History

Great Britain
- Name: Eurydice
- Namesake: Eurydice
- Owner: 1797:St Barbe ; 1799:D. Butler; c.1815:Osborne;
- Builder: John Troughton, Chester
- Launched: 14 March 1797
- Fate: Last listed 1820

General characteristics
- Tons burthen: 435, or 444 or (bm)
- Propulsion: Sail
- Complement: 1797:32; 1799:36; 1800:30; 1807:40; 1809:40;
- Armament: 1797:10x6-pounder guns; 1799:16x6-pounder guns; 1800:16x6-pounder guns; 1807:18 × 9&12&18-pounder guns; 1809:18 × 9&12&18-pounder guns;

= Eurydice (1797 ship) =

Eurydice was launched in 1797. She made one voyage for the British East India Company (EIC). She then spent the rest of her career primarily as a West Indiaman, though with voyages elsewhere as well. Her last voyage appears to have been to India under a license from the EIC. She is no longer listed in the registries after 1820.

==Career==
Eurydice was launched at Chester in 1797. She enters Lloyd's Register in 1797 with Muirhead, master, St Barbe, owner, and trade Liverpool–Bengal.

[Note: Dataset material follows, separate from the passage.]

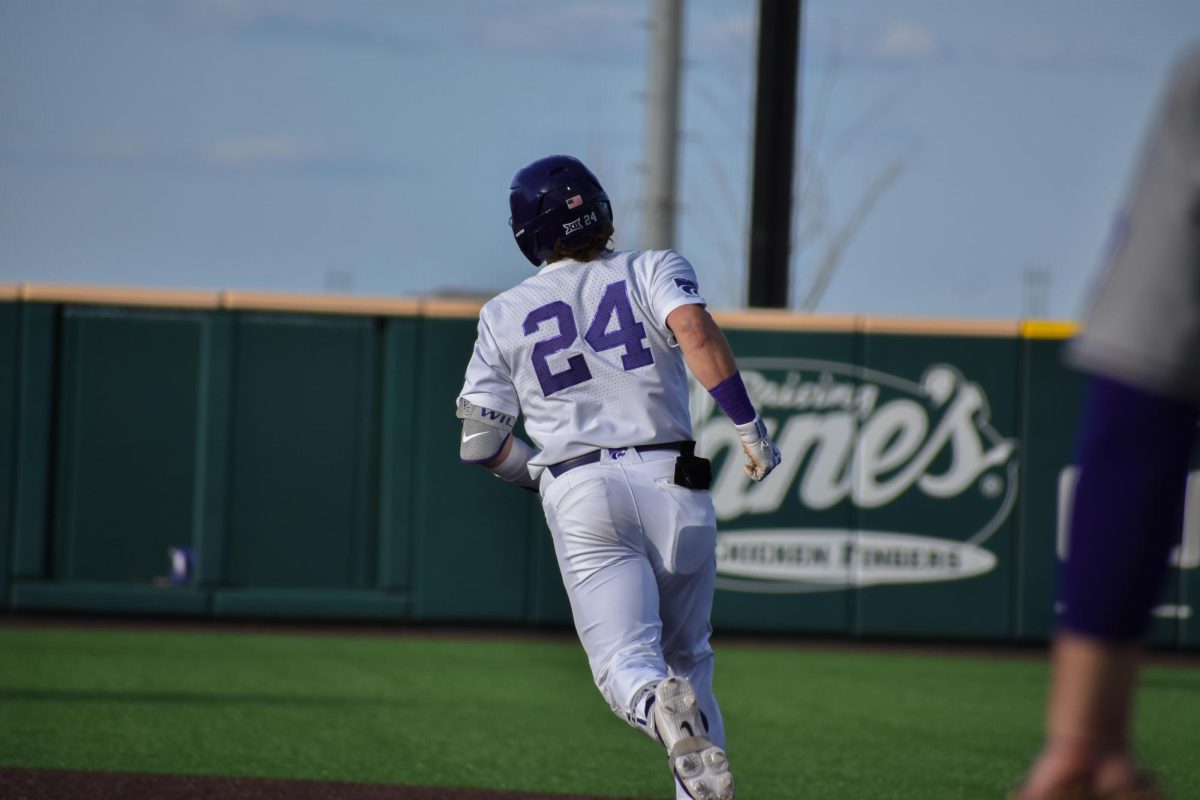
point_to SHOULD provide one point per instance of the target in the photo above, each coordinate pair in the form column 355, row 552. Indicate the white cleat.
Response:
column 700, row 765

Captain Alexander Muirhead acquired a letter of marque on 7 April 1797. He sailed from Portsmouth on 1 July, bound for Bengal. Eurydice reached the Cape of Good Hope on 17 December and arrived at Calcutta on 16 April 1798. Homeward bound, she was at Kedgeree on 23 January 1799. She reached St Helena on 13 February and Crookhaven on 8 April. She arrived at Deptford on 19 April.

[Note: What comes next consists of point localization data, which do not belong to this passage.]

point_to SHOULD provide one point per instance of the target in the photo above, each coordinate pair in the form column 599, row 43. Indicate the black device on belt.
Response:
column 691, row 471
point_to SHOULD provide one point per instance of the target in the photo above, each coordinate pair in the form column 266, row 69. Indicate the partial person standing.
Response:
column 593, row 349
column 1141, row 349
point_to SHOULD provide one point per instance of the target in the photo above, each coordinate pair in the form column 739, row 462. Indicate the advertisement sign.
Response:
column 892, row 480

Even before Eurydice had returned from Bengal, St Barbe had sold her. Lloyd's Register for 1799 has the following entry:

| Year | Master | Owner | Trade |
|---|---|---|---|
| 1799 | Muirhead T.Roach | St Barbe Butler | Liverpool–India London–Jamaica |

Captain Thomas Roach received a letter of marque on 24 August 1799. When Captain Charles Spencer Compton replaced Roach, Compton acquired three letters of marque: 17 September 1800, 1 July 1807, and 5 May 1809.

On 22 July 1806, Lloyd's List reported that Arethusa, Chivers, master, had been condemned at Surinam and that Eurydice, Compton, master, would carry her cargo back to England.

| Year | Master | Owner | Trade |
|---|---|---|---|
| 1800 | J. Roach | D. Butler | London–Barbados |
| 1805 | C. Compton | D. Butler | London–Barbados |

On 24 February 1809, Lloyd's List reported that Eurydice, Compton, master, had arrived at London from Surinam, having sailed from there on 13 January. She had parted on the 17th from the other vessels with whom she had left Surinam. She then ran into bad weather and had to throw her guns and 90 bags of coffee overboard to lighten her.

| Year | Master | Owner | Trade |
|---|---|---|---|
| 1810 | C. Compton | Baring & Co. | London–Surinam |
| 1815 | J.Corser L.Dicion | Butler | London–Malta London–Bermuda |
| 1816 | A. Main | D. Butler | Liverpool–New York |
| 1818 | C. Young | Osborne | London–Bengal |
| 1820 | C. Young | Osborne | London–Bengal |

==Fate==
Lloyd's Register and the Register of Shipping both last listed Eurydice in 1820.